И, собрав волю в кулак, добавил вопросительно, уже глядя ей в глаза.
– Она ведь уезжает сегодня?
– А тебе какое до этого дело, Андрей?
– Тётя Аля… Я… я… я люблю её, – выпалил он и покраснел ещё больше, опять опуская глаза.
– Ну-ка, ну-ка, посмотри-ка мне в глаза, мой золотой, – и Алевтина Павловна потянула его за подбородок вверх.
– Ты это сейчас серьёзно сказал? – участливо и одновременно строго спросила она. Андрей кивнул.
– А офицер, который сегодня ночью в санчасть приходил… Ты?
– Да, Алевтина Павловна. Я. Пусть это покажется глупым и несерьёзным, но я полюбил её с первого взгляда. Роднее и ближе для меня сейчас нет человека, чем она. И я готов всё сделать для того, чтобы не пустить её в это командировку. Вы мне верите?
– Верю, мой золотой. Верю. Если это всё правда, то я только могу порадоваться за тебя и Дашу. Она девушка хорошая, добросовестная, трудолюбивая.

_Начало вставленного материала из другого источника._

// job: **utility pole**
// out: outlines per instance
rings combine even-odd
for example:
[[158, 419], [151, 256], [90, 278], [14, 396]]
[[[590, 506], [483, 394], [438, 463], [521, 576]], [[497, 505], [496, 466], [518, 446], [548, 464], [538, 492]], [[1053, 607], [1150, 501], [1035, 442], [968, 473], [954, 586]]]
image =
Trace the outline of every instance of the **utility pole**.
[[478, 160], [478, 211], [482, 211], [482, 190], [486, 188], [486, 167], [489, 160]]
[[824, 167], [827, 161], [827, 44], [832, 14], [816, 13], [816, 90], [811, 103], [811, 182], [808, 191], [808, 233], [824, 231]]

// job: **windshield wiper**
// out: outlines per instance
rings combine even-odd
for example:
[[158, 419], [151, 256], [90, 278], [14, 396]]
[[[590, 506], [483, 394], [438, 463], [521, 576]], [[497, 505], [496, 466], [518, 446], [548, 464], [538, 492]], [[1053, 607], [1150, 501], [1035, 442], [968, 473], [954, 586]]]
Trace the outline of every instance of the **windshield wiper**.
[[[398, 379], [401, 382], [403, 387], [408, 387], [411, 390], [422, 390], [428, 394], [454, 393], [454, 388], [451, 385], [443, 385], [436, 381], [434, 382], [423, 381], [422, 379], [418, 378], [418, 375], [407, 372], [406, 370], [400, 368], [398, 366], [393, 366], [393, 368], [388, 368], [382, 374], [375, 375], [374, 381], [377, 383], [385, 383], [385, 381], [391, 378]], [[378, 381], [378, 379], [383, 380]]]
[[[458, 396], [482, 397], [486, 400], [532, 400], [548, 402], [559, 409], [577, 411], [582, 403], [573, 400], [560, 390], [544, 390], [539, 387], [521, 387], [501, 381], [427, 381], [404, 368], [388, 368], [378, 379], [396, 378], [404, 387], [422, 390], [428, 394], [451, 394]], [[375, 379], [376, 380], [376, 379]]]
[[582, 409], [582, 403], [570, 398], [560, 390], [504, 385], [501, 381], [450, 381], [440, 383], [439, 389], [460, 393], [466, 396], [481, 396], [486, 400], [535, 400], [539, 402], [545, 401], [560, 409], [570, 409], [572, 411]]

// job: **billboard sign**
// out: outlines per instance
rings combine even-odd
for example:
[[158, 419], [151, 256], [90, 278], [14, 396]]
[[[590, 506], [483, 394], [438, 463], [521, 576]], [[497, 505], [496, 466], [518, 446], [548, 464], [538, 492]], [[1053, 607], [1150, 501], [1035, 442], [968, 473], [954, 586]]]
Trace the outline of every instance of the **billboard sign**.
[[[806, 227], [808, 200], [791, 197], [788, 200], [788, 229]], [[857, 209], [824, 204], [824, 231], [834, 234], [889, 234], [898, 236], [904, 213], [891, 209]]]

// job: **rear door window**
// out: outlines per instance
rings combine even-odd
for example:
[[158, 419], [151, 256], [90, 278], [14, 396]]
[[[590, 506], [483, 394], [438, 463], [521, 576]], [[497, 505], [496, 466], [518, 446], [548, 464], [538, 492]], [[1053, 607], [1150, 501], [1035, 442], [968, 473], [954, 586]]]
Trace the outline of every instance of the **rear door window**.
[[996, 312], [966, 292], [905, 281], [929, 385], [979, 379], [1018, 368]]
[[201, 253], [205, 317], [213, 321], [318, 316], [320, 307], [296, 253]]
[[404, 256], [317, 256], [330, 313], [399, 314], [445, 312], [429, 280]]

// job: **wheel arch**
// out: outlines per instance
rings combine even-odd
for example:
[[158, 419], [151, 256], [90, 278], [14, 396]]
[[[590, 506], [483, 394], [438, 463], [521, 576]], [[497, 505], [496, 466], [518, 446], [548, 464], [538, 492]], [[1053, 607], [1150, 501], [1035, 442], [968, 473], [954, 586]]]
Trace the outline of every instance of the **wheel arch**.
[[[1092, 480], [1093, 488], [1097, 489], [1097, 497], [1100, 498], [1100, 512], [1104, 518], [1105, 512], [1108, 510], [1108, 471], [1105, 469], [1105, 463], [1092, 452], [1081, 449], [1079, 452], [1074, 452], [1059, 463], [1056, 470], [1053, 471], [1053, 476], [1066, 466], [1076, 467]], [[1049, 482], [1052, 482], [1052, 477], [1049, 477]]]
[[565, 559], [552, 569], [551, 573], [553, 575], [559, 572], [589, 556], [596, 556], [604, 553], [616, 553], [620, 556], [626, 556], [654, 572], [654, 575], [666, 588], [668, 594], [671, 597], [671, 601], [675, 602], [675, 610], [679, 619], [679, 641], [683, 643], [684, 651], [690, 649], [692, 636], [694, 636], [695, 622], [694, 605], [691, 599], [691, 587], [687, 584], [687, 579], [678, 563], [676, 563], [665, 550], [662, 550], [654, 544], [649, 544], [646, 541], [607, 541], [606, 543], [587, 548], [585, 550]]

Очень мне нравится, – сказала она подобревшим голосом. – Но ей придётся поехать сейчас в командировку.
– Но почему, – возмутился было он, – почему она? Что, больше некому?!
– Почему?! – голос Алевтины Павловны стал строгим. – Потому что она солдат, и это её обязанность. Потому что её очередь, и от этого никуда не денешься. И почему она не должна ехать? Почему кто-то должен поехать вместо неё? Только потому, что в неё влюбился один из офицеров части, пускай даже самый лучший?! Нет, Андрей, она едет. Ты сам прекрасно знаешь наши неписаные правила.
– Да. Вы правы, тётя Аля, – огорошено вздохнул он, – брякнул не и подумал. И всё-таки где можно её найти?
– В сестринской. Предпоследняя дверь налево. Они там санитарные сумки комплектуют.
– Спасибо.
Он прошёл быстро до указанной двери. Дверь была открыта. Дарья и ещё три девушки, уже одетые в полевую камуфлированную форму, раскладывали по большим брезентовым сумкам с красными крестами по бокам медикаменты и перевязочный материал. Делали они это сосредоточенно, не обращая внимания на вошедшего к ним в комнату старшего лейтенанта.
– Даша, – позвал негромко Андрей.
Все девушки одновременно повернули головы в его сторону.
– Можно тебя на минутку?
Зардевшаяся Даша отставила сумку в сторону и быстро пошла навстречу Андрею. Не сбавляя шага, повелительно взяла его за руку и вывела из комнаты, прикрыв за ними дверь. В коридоре, не отпуская его руки, развернула лицом к себе.
– Ты зачем пришёл? – спросила она, глядя на него сияющими от счастья глазами. Голос её звучал строго, но в то же время радостно: – Я тебя не ждала. Я думала, что мы сегодня утром простились.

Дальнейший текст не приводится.